The company fears that in addition to declaring its account as a non-performing asset (NPA), lenders would also publish its names and those of its board of directors as willful defaulters, thereby reducing its credit rating and consequently jeopardizing its ability to raise other funding. .

FRL had missed the due date for payment of Rs 3,494.56 crore to banks and lenders as it could not sell assets due to its ongoing litigation with Amazon, impacting its monetization plans.

Lead lawyer Harish Salve told CS that FRL, being barred from divesting any of its assets, had offered banks to take over its small-format stores and monetize them for loan repayment.

He said that once FRL’s accounts were allowed to be declared as NPAs, the retailer would go into insolvency, which would not only “kill the business” but nothing would survive to fight back. Additionally, Banks will also have to take huge haircuts if the IBC route is taken.

While asking for permission to go ahead with the procedural formalities regarding his Rs 24,713 crore deal with Reliance Retail, he gave a timeline to complete the process before seeking approval from the NCLT.

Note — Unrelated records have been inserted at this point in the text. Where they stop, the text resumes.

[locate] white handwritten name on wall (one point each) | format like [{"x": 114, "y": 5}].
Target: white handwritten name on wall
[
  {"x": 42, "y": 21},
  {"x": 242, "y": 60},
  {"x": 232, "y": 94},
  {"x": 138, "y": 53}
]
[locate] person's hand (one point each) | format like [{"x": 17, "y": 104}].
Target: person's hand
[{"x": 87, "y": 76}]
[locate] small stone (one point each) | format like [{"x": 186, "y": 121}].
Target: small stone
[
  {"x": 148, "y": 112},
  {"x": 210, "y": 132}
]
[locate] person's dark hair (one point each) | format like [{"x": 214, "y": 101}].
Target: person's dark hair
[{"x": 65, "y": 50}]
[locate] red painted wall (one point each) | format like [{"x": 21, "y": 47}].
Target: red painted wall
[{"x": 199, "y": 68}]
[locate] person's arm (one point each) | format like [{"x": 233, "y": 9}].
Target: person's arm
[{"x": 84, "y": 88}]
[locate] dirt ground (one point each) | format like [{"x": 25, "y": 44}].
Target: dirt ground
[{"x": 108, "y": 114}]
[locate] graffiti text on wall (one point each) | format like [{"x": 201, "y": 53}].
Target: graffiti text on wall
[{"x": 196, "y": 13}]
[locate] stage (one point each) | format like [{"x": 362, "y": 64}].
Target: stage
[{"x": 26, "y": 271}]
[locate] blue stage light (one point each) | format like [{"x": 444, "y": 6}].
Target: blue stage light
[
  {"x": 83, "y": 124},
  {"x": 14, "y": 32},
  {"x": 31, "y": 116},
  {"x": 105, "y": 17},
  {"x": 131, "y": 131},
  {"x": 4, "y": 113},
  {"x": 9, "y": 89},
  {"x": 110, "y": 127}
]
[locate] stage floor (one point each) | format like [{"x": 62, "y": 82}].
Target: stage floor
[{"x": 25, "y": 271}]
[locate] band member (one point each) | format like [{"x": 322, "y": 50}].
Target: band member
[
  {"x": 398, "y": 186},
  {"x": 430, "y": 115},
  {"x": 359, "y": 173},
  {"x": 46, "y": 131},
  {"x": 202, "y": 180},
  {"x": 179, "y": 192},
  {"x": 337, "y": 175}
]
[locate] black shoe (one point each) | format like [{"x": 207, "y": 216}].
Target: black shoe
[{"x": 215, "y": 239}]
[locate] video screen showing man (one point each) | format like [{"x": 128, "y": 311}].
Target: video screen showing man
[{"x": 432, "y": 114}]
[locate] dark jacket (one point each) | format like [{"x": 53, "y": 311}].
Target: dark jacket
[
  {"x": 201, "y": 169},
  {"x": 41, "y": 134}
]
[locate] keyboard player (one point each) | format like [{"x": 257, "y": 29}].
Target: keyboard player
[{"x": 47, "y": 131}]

Lead lawyer Rakesh Dwivedi, representing the lenders, raised an objection to the maintainability of the FRL’s claim, saying the banks had nothing to do with the Singapore arbitration or the FRL-Reliance Retail deal. He further stated that FRL had pretended to be bankrupt and had no money to continue his duties until March next year, therefore, there is no need to give an extension of time.

Meanwhile, the Biyani-led Future Group got big relief as the Supreme Court on Tuesday overturned the three Delhi High Court interim orders that had prevented FRL from selling its retail assets to Reliance Retail until until it decides the Singapore arbitration proceedings initiated by Amazon in 2020. The Supreme Court referred the case to the HC.

Judge JR Midha, in his two orders in February last year, found FRL, Future Coupons and the group’s promoters, including Kishore Biyani, guilty of breaching the emergency arbitrator and ordered the group Future to contact the authorities to recall all the approvals granted to the Future-Reliance agreement.

The dispute between Future Group and Amazon has been going on since October 25, 2020, when Singapore’s EA passed an interim order preventing FRL from continuing its deal with Reliance Retail. Both parties have been embroiled in a legal battle over Future Retail’s decision to sell its retail assets to Reliance Retail for Rs 24,500 crore.